Trabalho num lugar onde vejo pessoas (principalmente pobres, para bem da verdade) forjarem documentos, fraudarem, agredirem, ameaçarem para obter vantagens. Pessoas que se acreditam acima da moral, que justificam tudo com sua miséria, que cometem erros sobre erros e ainda acham que tem razão! Trabalho há tanto tempo com o lado obscuro do ser humano, que perdi minha vontade de ajudá-los. Não existe inocência, nem dignidade nessa gente. Quando resolvi ajudar animais desamparados (cães, gatos, etc) fui muito criticada por algumas pessoas que me cobravam que adotasse uma criança pobre, que ajudasse pessoas carentes... Deus, como poderia fazer isso? Tenho medo, não, pavor de trazer um estranho para minha família, um estranho cuja índole o leve a nos agredir, roubar, matar. Mas as pessoas ainda dizem: o ser humano não nasce mau, ele é produto do meio. Qual o quê! Li uma pesquisa que foi feita onde concluíram que somos noventa por cento genética e os outros dez por cento, pasmem, não são influenciados pelos pais e sim pelo grupo onde convivem, ou seja, os coleguinhas da escola. Eu não quero um estranho cuja genética ignoro, entrando em minha casa e fazendo parte de minha família. Jamais teria por ele um amor verdadeiro, pois sentiria nele uma ameaça.

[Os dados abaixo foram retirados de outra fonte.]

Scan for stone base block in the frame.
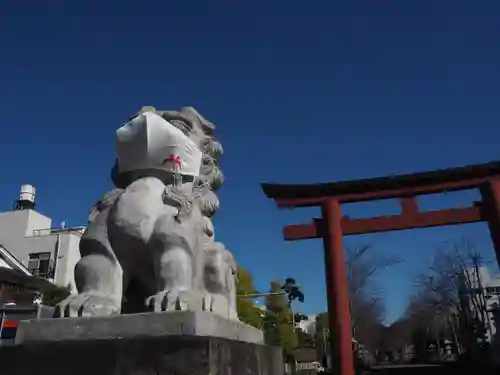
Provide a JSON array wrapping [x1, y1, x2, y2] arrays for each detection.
[[16, 311, 264, 344], [0, 335, 284, 375]]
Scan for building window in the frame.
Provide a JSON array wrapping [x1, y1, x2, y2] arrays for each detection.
[[28, 253, 51, 277]]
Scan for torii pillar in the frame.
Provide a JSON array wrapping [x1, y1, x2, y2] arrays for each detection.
[[262, 161, 500, 375]]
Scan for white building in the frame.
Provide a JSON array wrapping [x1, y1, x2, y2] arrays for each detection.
[[464, 267, 500, 341], [0, 185, 85, 290]]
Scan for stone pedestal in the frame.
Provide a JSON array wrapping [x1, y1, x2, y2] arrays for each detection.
[[0, 312, 284, 375]]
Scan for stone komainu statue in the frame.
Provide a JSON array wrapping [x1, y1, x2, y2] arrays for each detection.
[[56, 107, 238, 320]]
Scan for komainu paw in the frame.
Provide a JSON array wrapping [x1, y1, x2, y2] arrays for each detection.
[[54, 293, 121, 318]]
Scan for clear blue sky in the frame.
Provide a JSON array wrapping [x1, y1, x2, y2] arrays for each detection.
[[0, 0, 500, 320]]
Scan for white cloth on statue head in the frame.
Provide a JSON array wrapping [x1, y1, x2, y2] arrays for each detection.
[[116, 112, 202, 177]]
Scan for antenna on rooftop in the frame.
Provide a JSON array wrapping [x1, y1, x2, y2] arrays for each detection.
[[14, 184, 36, 210]]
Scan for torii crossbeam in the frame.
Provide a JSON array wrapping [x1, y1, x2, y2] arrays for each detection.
[[262, 161, 500, 375]]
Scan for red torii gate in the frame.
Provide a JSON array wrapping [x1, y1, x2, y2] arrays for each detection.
[[262, 161, 500, 375]]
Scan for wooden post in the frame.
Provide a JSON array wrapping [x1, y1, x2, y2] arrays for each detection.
[[480, 178, 500, 267], [322, 198, 354, 375]]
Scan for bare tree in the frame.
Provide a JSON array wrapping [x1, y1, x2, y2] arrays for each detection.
[[346, 245, 403, 346], [407, 240, 487, 354]]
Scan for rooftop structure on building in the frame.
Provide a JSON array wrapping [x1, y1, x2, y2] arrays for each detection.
[[0, 184, 85, 289]]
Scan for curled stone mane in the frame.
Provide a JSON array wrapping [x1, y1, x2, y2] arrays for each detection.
[[157, 107, 224, 217]]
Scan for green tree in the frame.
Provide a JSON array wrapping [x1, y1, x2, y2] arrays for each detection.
[[264, 281, 298, 353], [236, 267, 264, 329], [314, 312, 330, 357]]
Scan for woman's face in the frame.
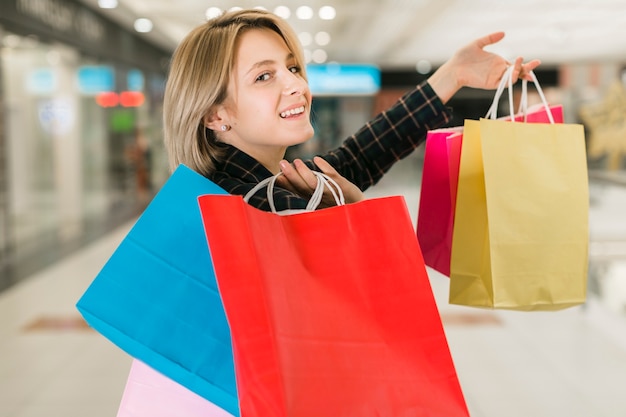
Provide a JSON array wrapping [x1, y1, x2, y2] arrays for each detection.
[[222, 29, 313, 169]]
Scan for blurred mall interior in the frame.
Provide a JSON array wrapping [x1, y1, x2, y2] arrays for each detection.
[[0, 0, 626, 417]]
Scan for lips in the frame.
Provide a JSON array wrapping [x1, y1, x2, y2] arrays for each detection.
[[280, 106, 304, 119]]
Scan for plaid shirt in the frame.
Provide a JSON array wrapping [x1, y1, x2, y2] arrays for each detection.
[[210, 82, 451, 211]]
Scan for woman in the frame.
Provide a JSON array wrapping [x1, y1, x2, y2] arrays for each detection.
[[164, 9, 539, 211]]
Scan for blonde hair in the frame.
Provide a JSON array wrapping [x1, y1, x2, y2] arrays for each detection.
[[163, 9, 306, 176]]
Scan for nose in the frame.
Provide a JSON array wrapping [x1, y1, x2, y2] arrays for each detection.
[[283, 71, 308, 96]]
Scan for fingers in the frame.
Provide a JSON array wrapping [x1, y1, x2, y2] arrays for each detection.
[[474, 32, 504, 49], [513, 57, 541, 82], [313, 156, 339, 179], [277, 159, 317, 194]]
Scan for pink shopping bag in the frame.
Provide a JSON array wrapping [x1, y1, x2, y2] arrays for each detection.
[[417, 103, 563, 277], [117, 359, 233, 417], [417, 128, 463, 276]]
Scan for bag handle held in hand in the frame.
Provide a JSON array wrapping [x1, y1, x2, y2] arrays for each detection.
[[243, 171, 346, 213], [485, 66, 554, 123]]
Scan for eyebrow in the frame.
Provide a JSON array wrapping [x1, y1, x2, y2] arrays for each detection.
[[246, 52, 295, 74]]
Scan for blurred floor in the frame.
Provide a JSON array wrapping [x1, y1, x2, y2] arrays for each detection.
[[0, 154, 626, 417]]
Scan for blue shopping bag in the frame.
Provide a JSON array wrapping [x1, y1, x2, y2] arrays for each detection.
[[77, 165, 239, 416]]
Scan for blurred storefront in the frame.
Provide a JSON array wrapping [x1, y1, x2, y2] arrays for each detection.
[[0, 0, 169, 288]]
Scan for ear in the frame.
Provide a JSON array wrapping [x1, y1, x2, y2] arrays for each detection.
[[202, 108, 228, 131]]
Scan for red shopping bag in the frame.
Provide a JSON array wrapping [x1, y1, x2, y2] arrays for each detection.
[[416, 70, 563, 277], [199, 177, 468, 417]]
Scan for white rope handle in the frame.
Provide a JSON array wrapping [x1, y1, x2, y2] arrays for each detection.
[[485, 66, 554, 123], [485, 66, 514, 120], [243, 171, 346, 213]]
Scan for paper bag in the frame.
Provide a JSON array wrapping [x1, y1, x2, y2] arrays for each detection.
[[77, 165, 239, 415], [199, 175, 468, 417]]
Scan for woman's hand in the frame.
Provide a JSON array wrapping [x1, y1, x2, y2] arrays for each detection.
[[428, 32, 541, 103], [276, 156, 365, 208]]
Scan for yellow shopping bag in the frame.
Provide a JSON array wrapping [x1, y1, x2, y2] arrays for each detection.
[[449, 70, 589, 310]]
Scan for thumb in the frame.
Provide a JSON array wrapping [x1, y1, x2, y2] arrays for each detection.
[[474, 32, 504, 49]]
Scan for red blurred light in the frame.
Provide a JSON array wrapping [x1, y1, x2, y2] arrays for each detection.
[[120, 91, 146, 107]]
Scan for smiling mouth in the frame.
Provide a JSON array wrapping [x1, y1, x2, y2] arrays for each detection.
[[280, 106, 304, 119]]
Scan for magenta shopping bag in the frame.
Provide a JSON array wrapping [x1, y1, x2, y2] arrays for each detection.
[[417, 128, 463, 276], [117, 359, 233, 417], [417, 104, 563, 277]]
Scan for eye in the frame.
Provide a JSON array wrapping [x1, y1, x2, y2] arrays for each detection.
[[255, 72, 271, 81]]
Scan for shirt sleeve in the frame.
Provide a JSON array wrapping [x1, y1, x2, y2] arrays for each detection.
[[309, 82, 451, 191]]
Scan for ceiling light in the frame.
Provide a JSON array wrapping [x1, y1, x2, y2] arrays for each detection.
[[311, 49, 328, 64], [302, 49, 312, 64], [204, 7, 222, 20], [134, 17, 153, 33], [296, 6, 313, 20], [315, 32, 330, 46], [98, 0, 117, 9], [318, 6, 337, 20], [274, 6, 291, 19]]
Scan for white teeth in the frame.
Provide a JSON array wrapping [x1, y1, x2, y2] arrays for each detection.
[[280, 106, 304, 118]]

Tenho pena que as coisas sejam desse jeito e que eu me sinta assim. Meu lar é equilibrado, bom, seguro. Uma criança seria feliz aqui, sem dúvida. Mas, como disse antes, perdi a confiança na humanidade!

Meu amigo era bom pai, bom filho, bom genro e bom profissional. Se dedicava a ajudar pessoas e lutava contra a sociedade cruel que costuma discriminar as pessoas doentes mentais, porque acreditava que todos devemos ajudar a construir um mundo melhor. Ganhava pouco, o suficiente apenas para manter sua família, trabalhava muito, incansavelmente. Tinha seus defeitos (quem não os têm?) mas sobressaía-se nas qualidades. Morava num bairro bom porque herdou a casa (os irmãos abriram mão para eles, afinal, eram os únicos que não haviam atingido um padrão financeiro elevado) e tinha um carro da década de setenta. 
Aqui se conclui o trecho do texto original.